All of the above is exclusive of goods sold through the Y. M. C. A. huts at Rondchamp in the Argonne Forest and Chery-Chartreuve on the Vesle. The latter was kept open for business until closed by military order, at least fifteen men having been killed and thirty wounded while patronizing it. The above is also exclusive of stores distributed and service rendered to us by secretaries of other regiments serving nearby, one of these from the 304th Field Artillery being wounded at Bazoches.

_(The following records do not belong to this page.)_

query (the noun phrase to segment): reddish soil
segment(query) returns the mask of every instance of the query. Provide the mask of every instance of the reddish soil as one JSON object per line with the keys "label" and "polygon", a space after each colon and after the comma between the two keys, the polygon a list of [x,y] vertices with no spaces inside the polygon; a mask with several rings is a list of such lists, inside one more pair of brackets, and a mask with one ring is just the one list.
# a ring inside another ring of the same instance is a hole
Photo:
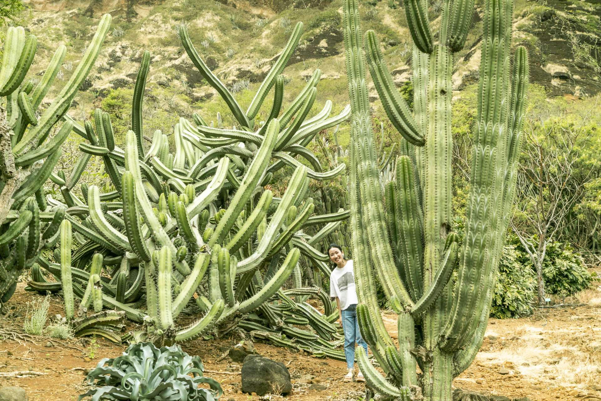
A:
{"label": "reddish soil", "polygon": [[[23,285],[5,305],[8,313],[0,319],[0,386],[26,389],[31,401],[71,401],[85,391],[84,370],[93,368],[105,357],[116,357],[124,345],[98,338],[58,340],[24,334],[26,303],[41,298],[23,290]],[[510,399],[528,397],[532,401],[601,401],[601,292],[588,295],[590,305],[538,310],[520,319],[492,319],[484,344],[472,366],[456,378],[454,385]],[[53,296],[49,316],[63,311],[61,299]],[[391,332],[395,316],[383,314]],[[392,333],[393,334],[395,333]],[[228,358],[216,361],[233,339],[197,340],[182,344],[185,350],[202,358],[207,376],[221,383],[222,400],[249,401],[278,399],[239,393],[240,364]],[[284,363],[293,378],[291,400],[362,399],[364,385],[343,383],[345,363],[300,355],[295,350],[255,343],[261,355]],[[501,374],[501,368],[508,370]],[[33,377],[7,377],[2,373],[33,370]],[[222,373],[217,373],[222,372]],[[227,372],[227,373],[224,373]]]}

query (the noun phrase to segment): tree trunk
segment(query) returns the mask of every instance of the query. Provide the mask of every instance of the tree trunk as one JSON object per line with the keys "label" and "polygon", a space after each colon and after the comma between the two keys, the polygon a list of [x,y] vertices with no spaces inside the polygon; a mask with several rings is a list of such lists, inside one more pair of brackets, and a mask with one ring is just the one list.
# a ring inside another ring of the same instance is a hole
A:
{"label": "tree trunk", "polygon": [[538,284],[538,305],[545,305],[545,281],[543,280],[543,260],[538,255],[536,261],[536,281]]}

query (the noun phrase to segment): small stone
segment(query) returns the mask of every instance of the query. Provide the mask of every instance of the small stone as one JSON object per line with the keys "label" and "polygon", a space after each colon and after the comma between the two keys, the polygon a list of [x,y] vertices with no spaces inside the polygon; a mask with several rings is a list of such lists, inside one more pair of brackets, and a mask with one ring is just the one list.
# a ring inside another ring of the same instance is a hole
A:
{"label": "small stone", "polygon": [[25,390],[16,386],[0,387],[0,401],[27,401]]}

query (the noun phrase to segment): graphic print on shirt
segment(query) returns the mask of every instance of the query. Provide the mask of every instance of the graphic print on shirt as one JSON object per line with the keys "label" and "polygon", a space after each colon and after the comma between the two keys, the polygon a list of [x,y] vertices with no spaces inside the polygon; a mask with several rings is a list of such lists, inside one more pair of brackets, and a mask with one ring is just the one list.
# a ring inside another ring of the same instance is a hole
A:
{"label": "graphic print on shirt", "polygon": [[346,291],[349,286],[355,284],[355,277],[353,276],[353,273],[352,272],[347,272],[342,275],[338,278],[336,284],[338,284],[338,290],[341,292]]}

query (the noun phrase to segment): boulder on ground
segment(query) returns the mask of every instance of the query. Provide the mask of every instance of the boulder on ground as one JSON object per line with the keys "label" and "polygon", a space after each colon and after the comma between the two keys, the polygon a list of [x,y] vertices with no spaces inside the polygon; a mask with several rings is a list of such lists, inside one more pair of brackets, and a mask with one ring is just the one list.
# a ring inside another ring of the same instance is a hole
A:
{"label": "boulder on ground", "polygon": [[242,364],[242,392],[284,395],[292,391],[290,374],[281,362],[249,355]]}

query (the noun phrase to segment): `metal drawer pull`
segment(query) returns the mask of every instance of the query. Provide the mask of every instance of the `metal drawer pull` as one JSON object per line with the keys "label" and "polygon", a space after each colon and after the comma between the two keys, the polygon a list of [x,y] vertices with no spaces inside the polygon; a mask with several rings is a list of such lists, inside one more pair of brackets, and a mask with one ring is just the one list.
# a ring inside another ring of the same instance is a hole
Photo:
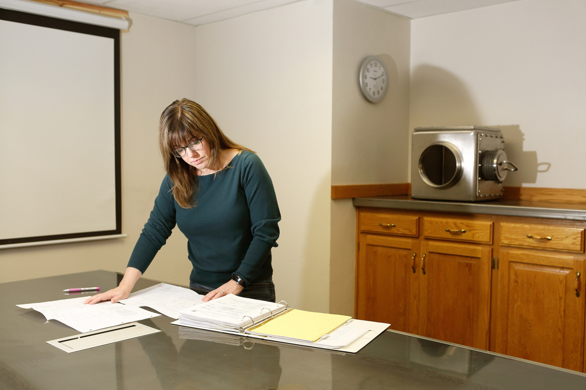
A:
{"label": "metal drawer pull", "polygon": [[446,232],[449,232],[450,233],[466,233],[466,229],[463,229],[461,230],[452,230],[449,227],[445,228]]}
{"label": "metal drawer pull", "polygon": [[576,287],[575,288],[576,291],[576,296],[580,298],[580,271],[576,271]]}
{"label": "metal drawer pull", "polygon": [[551,241],[551,237],[549,236],[547,237],[539,237],[539,236],[532,236],[531,234],[527,234],[527,238],[528,239],[535,239],[536,240],[547,240],[548,241]]}
{"label": "metal drawer pull", "polygon": [[421,271],[423,271],[423,274],[425,274],[425,254],[423,254],[423,257],[421,257]]}

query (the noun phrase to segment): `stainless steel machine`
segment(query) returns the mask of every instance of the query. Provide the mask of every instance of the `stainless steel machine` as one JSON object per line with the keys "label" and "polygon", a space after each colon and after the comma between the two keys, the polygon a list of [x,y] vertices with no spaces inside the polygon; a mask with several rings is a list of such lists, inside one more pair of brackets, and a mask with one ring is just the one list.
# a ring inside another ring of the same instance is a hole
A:
{"label": "stainless steel machine", "polygon": [[500,130],[478,126],[417,127],[413,134],[411,197],[478,202],[502,196],[509,171]]}

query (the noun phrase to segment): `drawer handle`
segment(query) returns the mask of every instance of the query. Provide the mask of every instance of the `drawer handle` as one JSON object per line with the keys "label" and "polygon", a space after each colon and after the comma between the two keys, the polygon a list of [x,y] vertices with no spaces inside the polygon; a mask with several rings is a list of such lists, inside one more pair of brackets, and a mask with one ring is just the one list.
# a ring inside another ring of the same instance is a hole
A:
{"label": "drawer handle", "polygon": [[446,232],[449,232],[450,233],[466,233],[466,229],[463,229],[461,230],[452,230],[449,227],[445,228]]}
{"label": "drawer handle", "polygon": [[394,227],[397,225],[394,223],[383,223],[382,222],[379,222],[379,226],[383,227]]}
{"label": "drawer handle", "polygon": [[576,290],[576,296],[580,298],[580,271],[576,271],[576,287],[574,289]]}
{"label": "drawer handle", "polygon": [[547,240],[548,241],[551,241],[551,237],[549,236],[547,237],[539,237],[539,236],[532,236],[531,234],[527,234],[527,238],[528,239],[535,239],[536,240]]}

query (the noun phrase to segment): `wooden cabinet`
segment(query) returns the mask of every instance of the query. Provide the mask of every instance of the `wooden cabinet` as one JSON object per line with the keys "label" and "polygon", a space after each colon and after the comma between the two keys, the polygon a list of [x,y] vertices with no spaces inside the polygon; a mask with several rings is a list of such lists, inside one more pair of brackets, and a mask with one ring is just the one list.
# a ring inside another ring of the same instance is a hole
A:
{"label": "wooden cabinet", "polygon": [[386,322],[414,333],[418,302],[413,265],[416,240],[362,235],[358,259],[357,318]]}
{"label": "wooden cabinet", "polygon": [[488,349],[491,249],[424,240],[421,253],[419,334]]}
{"label": "wooden cabinet", "polygon": [[355,316],[583,371],[586,222],[359,208]]}
{"label": "wooden cabinet", "polygon": [[357,318],[488,348],[492,248],[476,243],[492,243],[492,220],[369,209],[358,221]]}
{"label": "wooden cabinet", "polygon": [[496,352],[582,371],[584,260],[503,249],[499,263]]}

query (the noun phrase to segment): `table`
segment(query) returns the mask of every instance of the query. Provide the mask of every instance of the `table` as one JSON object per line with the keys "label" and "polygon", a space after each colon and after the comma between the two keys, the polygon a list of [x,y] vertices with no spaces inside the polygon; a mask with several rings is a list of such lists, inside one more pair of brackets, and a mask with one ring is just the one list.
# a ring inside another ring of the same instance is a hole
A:
{"label": "table", "polygon": [[[141,322],[159,333],[67,354],[46,341],[79,332],[15,306],[121,279],[96,271],[0,284],[0,389],[586,388],[582,373],[394,331],[343,354],[198,332],[161,316]],[[157,282],[141,278],[135,291]]]}

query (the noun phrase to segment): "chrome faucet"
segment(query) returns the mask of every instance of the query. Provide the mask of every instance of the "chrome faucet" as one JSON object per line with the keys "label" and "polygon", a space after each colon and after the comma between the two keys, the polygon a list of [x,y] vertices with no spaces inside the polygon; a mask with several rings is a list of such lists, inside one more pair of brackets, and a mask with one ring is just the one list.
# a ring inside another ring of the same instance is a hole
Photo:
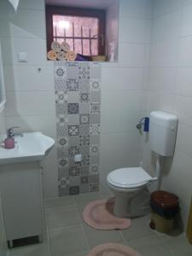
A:
{"label": "chrome faucet", "polygon": [[15,133],[14,132],[14,129],[16,129],[16,128],[20,128],[20,126],[13,126],[13,127],[9,128],[7,130],[7,136],[9,137],[23,137],[22,133]]}

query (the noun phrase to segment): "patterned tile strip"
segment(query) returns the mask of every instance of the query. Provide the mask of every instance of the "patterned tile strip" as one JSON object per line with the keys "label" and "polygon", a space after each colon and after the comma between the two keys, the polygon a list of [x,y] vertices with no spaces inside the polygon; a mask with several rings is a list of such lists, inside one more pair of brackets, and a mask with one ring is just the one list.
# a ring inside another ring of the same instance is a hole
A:
{"label": "patterned tile strip", "polygon": [[59,195],[98,191],[100,64],[55,61],[55,95]]}

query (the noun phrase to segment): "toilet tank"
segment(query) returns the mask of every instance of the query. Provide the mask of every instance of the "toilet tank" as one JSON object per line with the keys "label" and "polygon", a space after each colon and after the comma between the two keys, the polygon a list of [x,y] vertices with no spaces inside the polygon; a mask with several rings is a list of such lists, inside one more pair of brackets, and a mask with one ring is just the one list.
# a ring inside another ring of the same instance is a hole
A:
{"label": "toilet tank", "polygon": [[150,113],[149,142],[151,150],[162,156],[174,154],[178,119],[176,115],[153,111]]}

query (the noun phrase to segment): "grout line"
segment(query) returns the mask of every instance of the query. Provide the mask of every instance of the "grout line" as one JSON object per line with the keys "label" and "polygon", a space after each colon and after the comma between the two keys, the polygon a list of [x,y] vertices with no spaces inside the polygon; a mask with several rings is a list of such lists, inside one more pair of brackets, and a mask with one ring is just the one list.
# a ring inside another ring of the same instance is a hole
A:
{"label": "grout line", "polygon": [[[45,209],[44,209],[44,212],[45,212]],[[47,218],[46,218],[46,216],[44,217],[44,223],[45,223],[45,226],[46,226],[46,236],[47,236],[48,250],[49,250],[49,255],[51,256],[50,241],[49,241],[49,230],[48,230],[48,224],[47,224]]]}
{"label": "grout line", "polygon": [[[79,212],[79,209],[78,209],[78,207],[77,207],[76,204],[75,204],[75,207],[76,207],[76,211],[78,212],[78,217],[79,217],[79,220],[80,220],[81,228],[82,228],[82,230],[84,232],[84,238],[85,238],[85,241],[86,241],[86,243],[88,245],[88,248],[89,248],[89,251],[90,251],[90,243],[89,243],[89,240],[87,238],[86,232],[85,232],[84,225],[83,225],[83,221],[82,221],[82,218],[81,218],[80,212]],[[82,252],[82,253],[84,253],[84,252]]]}
{"label": "grout line", "polygon": [[123,241],[125,242],[126,245],[129,245],[128,241],[126,241],[126,239],[124,237],[123,232],[122,230],[119,230],[120,233],[120,236],[122,237]]}
{"label": "grout line", "polygon": [[52,231],[56,231],[56,230],[68,230],[68,229],[74,228],[74,227],[80,226],[80,225],[81,225],[81,223],[76,224],[74,225],[67,226],[67,227],[59,227],[56,229],[49,229],[49,230],[48,229],[48,230],[49,230],[49,232],[52,232]]}

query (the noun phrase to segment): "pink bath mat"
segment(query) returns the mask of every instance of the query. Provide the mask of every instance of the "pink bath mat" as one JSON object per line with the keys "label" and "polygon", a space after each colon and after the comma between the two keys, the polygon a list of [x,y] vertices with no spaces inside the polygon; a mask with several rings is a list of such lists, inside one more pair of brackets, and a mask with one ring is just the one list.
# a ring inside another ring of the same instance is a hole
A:
{"label": "pink bath mat", "polygon": [[119,243],[105,243],[93,248],[87,256],[141,256],[135,250]]}
{"label": "pink bath mat", "polygon": [[83,212],[84,221],[90,227],[101,230],[125,230],[130,227],[130,218],[113,214],[114,199],[97,200],[89,203]]}

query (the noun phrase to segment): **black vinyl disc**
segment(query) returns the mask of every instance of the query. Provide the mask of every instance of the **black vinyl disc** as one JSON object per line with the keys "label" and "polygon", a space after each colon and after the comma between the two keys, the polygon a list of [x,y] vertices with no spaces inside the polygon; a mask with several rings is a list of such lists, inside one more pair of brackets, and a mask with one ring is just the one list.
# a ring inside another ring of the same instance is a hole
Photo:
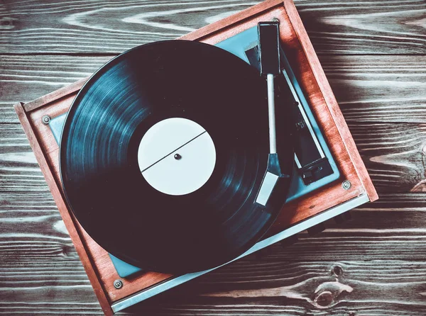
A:
{"label": "black vinyl disc", "polygon": [[[205,184],[181,196],[153,188],[138,162],[143,135],[170,118],[200,124],[216,149]],[[285,125],[277,123],[278,153],[290,174]],[[62,130],[60,172],[70,208],[103,248],[145,269],[180,273],[234,259],[272,225],[288,188],[266,207],[255,203],[268,150],[266,80],[224,50],[169,40],[121,54],[84,86]]]}

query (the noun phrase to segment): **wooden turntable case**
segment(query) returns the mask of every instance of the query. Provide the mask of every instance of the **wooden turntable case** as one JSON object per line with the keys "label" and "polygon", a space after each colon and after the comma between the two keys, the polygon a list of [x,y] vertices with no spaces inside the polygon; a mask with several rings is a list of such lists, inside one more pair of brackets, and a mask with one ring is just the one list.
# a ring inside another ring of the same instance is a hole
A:
{"label": "wooden turntable case", "polygon": [[[269,0],[181,38],[215,44],[256,26],[261,21],[280,21],[283,48],[341,173],[339,180],[285,205],[268,236],[253,252],[306,230],[351,208],[378,198],[336,98],[291,0]],[[59,174],[59,147],[43,115],[65,113],[87,79],[57,90],[15,109],[53,198],[106,315],[163,292],[198,275],[172,276],[144,272],[120,279],[107,254],[82,228],[65,202]],[[247,109],[249,111],[249,109]],[[350,184],[350,188],[342,183]],[[349,181],[349,182],[347,182]]]}

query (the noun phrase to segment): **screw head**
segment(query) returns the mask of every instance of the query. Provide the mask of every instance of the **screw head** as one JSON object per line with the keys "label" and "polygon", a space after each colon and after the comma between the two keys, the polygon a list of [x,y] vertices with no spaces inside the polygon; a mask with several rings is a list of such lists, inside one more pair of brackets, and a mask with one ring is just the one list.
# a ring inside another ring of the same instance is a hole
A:
{"label": "screw head", "polygon": [[344,188],[345,190],[349,190],[351,186],[352,186],[352,184],[351,184],[351,181],[349,180],[345,180],[343,181],[343,183],[342,184],[342,186],[343,187],[343,188]]}
{"label": "screw head", "polygon": [[114,287],[117,290],[123,287],[123,281],[121,280],[116,280],[114,281]]}
{"label": "screw head", "polygon": [[50,122],[50,117],[49,115],[43,115],[41,121],[43,124],[48,125]]}

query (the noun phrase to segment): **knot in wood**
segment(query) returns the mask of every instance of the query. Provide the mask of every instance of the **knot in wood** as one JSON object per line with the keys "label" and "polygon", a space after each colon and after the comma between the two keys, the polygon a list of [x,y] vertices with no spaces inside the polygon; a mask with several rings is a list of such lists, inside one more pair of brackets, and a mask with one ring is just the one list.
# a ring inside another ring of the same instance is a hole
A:
{"label": "knot in wood", "polygon": [[336,276],[340,276],[343,274],[343,269],[340,266],[334,266],[332,268],[332,273]]}
{"label": "knot in wood", "polygon": [[321,293],[318,296],[315,298],[315,303],[319,305],[327,307],[332,305],[334,299],[333,293],[329,290]]}

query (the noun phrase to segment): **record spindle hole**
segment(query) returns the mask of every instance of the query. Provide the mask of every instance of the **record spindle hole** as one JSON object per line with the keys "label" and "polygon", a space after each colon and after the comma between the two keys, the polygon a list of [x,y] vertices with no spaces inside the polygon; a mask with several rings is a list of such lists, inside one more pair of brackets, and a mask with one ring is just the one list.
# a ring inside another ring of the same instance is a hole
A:
{"label": "record spindle hole", "polygon": [[216,149],[200,124],[182,118],[167,118],[154,124],[142,137],[138,162],[153,188],[182,196],[209,180],[216,164]]}

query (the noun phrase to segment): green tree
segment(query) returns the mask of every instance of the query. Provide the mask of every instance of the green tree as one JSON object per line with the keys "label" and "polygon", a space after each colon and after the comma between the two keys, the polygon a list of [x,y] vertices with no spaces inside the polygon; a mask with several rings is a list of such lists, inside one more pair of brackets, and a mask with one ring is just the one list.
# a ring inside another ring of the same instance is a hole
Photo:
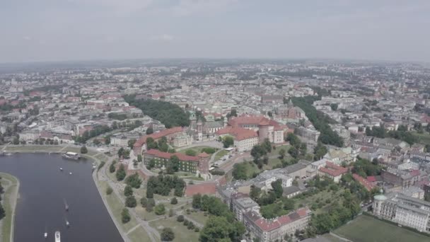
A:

About the only bright spots in the mud of Mareq and Dancevoir were the Y. M. C. A. huts which were far too small for us. When we reached Noyen for the " last long wait " we found a well-equipped Y. M. C. A. theater, tent and canteen building, but better than all else two American girls, Miss Marian Dean and Miss Lucile Watters, who made the whole regiment happy by their gracious hospitality. They were joined later by Miss Adele Winston of the J. W. B. who cooperated most heartily and efficiently with the whole " Y " program.

There was a Salvation Army hut at Baccarat where doughnuts and lemonade were sold and preaching services held on alternate nights. A Salvation Army hut at St. Juvin was visited by some of our men from Marcq about the time of the Armistice.

In the Baccarat sector, Secretary Bundschu of the K. of C. made the rounds of the batteries twice with magazines and cigarettes. In the Vesle sector he and "Uncle Joe " Kiernan followed the division with their hot chocolate wagon. On the night of September 15th they met Batteries C, D, E, and F coming out of the lines and served hot chocolate. In the Argonne Forest, at La Harazee, Batteries C and D were again fortunate enough to be located near the same wagon for several days.

The Red Cross man with the division, Captain Popham, sent us cigarettes and chocolates and maga-ines on several occasions. Other good things were supplied by the Red Cross huts at Chery-Chartreuve, Bazoches, and to a few of our men who visited Grand Pre after the Armistice.

The American Library Association sent us over eight hundred volumes from their Paris office while we were in France and at Upton its library was open a month before we left.

We are sure that in the years to come although we will be again accustomed to the luxuries of civil life and the hardships of the war will be only memories, yet we can never cease being grateful to all who tried to bring us enjoyment while we were wearing the olive drab.